We went through T&T’s yard, noting the placement of cameras, checked the small and medium units for show, looked at the chain-link fence and the desert scrub beyond it, then I put on my shirt as we walked back to the office.
“See anything ya like?” Stan asked.
“Still thinking about it,” Lucy said. “But probably.”
“You sell locks here?” I asked.
“Sure do.” He set one on the counter. “Only padlock I allow in the place. This one’s one secure son of a gun, lemme tell you. I haven’t never had a
nyone break into a unit.”
“That’s a double negative,” Lucy said, elbows leaning on the counter. “So you’ve had break-ins in the past, right?”
“Huh? No. I just said—”
“Don’t mind her,” I told him. “She’s an English Nazi, thinks she’s gonna be a lawyer. Prosecutor. I’ll buy two locks.”
“Two?”
“Got a backyard fence that could use one.”
“Hell of a lock for a backyard. So, which unit you want?”

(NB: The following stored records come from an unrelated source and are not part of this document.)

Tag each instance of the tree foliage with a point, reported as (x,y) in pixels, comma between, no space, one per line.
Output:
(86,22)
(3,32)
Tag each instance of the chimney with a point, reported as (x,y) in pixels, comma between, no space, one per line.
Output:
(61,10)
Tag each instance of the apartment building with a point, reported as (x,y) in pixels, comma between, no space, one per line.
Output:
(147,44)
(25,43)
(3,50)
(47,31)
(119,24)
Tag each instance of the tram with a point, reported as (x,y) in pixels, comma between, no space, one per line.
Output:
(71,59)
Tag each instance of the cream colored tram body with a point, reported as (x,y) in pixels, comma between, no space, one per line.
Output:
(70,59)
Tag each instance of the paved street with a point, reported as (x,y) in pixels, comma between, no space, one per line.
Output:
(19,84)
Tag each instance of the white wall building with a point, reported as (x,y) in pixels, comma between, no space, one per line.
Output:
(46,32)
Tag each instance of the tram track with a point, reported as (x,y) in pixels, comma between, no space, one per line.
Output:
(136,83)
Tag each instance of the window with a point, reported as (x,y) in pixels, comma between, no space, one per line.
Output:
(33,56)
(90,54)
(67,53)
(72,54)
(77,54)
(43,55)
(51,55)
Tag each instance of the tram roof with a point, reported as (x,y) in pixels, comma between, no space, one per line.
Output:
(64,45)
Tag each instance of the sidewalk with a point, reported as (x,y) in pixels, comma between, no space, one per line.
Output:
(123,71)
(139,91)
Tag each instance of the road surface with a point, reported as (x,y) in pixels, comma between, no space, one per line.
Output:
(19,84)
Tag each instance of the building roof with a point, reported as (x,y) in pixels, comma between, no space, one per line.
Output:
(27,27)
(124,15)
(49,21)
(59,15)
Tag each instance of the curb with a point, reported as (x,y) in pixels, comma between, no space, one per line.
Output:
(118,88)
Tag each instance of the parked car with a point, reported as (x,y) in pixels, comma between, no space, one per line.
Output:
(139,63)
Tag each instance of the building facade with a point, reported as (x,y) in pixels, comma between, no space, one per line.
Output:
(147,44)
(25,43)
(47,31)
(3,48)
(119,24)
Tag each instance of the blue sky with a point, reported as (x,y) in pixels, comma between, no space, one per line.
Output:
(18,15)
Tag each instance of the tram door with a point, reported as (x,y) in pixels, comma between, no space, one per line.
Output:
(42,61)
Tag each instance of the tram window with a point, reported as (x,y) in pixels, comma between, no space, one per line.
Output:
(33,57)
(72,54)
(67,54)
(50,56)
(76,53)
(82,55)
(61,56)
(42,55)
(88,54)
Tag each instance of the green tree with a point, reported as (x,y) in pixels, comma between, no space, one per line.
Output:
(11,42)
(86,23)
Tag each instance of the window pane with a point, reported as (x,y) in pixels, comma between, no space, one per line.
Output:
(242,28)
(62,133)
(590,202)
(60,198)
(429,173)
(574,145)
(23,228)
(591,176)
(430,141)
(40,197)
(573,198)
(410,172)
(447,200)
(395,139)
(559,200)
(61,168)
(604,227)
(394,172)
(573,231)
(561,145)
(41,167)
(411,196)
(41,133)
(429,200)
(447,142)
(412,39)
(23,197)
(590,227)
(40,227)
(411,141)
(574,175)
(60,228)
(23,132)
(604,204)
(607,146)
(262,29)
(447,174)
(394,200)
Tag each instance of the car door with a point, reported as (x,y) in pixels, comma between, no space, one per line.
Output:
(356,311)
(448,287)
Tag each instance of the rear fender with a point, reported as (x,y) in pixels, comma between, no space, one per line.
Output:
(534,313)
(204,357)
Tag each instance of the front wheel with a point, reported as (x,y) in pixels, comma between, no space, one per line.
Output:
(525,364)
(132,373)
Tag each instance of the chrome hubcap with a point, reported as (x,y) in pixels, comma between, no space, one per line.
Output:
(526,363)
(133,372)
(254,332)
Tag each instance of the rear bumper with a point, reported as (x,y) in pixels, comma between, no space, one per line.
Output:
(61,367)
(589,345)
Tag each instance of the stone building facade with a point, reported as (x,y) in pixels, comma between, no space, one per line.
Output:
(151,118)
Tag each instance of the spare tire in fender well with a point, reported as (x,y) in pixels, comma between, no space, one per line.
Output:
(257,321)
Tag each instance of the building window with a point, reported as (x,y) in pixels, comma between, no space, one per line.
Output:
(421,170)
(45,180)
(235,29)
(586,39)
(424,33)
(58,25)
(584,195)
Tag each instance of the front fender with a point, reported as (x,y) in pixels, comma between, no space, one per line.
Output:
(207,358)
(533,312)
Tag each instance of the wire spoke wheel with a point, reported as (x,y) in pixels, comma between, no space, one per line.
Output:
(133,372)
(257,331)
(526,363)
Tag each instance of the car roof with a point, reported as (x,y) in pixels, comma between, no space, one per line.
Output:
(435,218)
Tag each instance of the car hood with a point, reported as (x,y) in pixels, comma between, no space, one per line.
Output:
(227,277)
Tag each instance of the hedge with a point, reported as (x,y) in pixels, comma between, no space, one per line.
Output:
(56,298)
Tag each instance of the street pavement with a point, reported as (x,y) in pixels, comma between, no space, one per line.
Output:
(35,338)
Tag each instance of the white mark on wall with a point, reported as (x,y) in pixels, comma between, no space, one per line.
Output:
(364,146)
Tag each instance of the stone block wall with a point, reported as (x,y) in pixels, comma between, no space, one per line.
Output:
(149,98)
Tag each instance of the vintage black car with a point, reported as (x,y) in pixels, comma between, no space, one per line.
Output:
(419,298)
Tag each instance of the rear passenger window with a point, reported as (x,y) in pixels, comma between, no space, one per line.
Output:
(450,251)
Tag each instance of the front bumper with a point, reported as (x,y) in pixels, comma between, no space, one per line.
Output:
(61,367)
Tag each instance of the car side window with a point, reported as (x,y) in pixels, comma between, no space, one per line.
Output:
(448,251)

“We’re leaning toward a medium. Have to get back to you on that, though. For now, I’ll just take the two locks.”
He shrugged. I paid fifteen dollars each for the locks, then Lucy and I went back to the Caddy.
She gave me a quick kiss on the cheek. “English Nazi. I like it.” She got behind the wheel again. “Where to now?”
“Home Depot. I saw one a few miles back, where we passed a Target, Walmart, Best Buy.”
“Home Depot. That’s like my all-time favorite store.”
“Ever been in one?”
“Nope.”
“Well, you’re in for a treat. Table saws, plumbing supplies, tile flooring, pressure-treated lumber, cordless drills.”
“Perfect. My idea of heaven.”
We went in and I took her to the tool department. I went straight to the biggest bolt cutters they had, ones with three-foot handles. I picked up a Klein, hundred forty bucks, and tried to cut one of the locks I’d bought at Stan’s. They made a fair dent in the locking bar, then stalled. Lucy followed me to the pipe department. I found two three-foot lengths of iron pipe, slid them over the handles of the cutter to give me four-foot handles, gave it a try, grunted like a guy trying to lift the front end of a ’47 Chevy to impress his girl, turned my face red, and that fuckin’ lock finally gave up.
“Wow,” Lucy said. “I could use a lock like that on my chastity belt.”
I gave her a look. “Little late for that, Sugar Plum.”
She hooked an arm through mine. “Now what?”
“Now we run around town, buy more stuff.”
I bought the bolt cutters and the iron pipe, paid cash to keep it off my credit card since the cutters could be misconstrued to be a burglary tool.
Behind the wheel of the Caddy, Lucy said, “Okay, more stuff to buy. Where to?”
I pointed across a busy four-lane street. “Walmart, then back to air-conditioning, a shower, Jacuzzi, maybe catch a little nap.”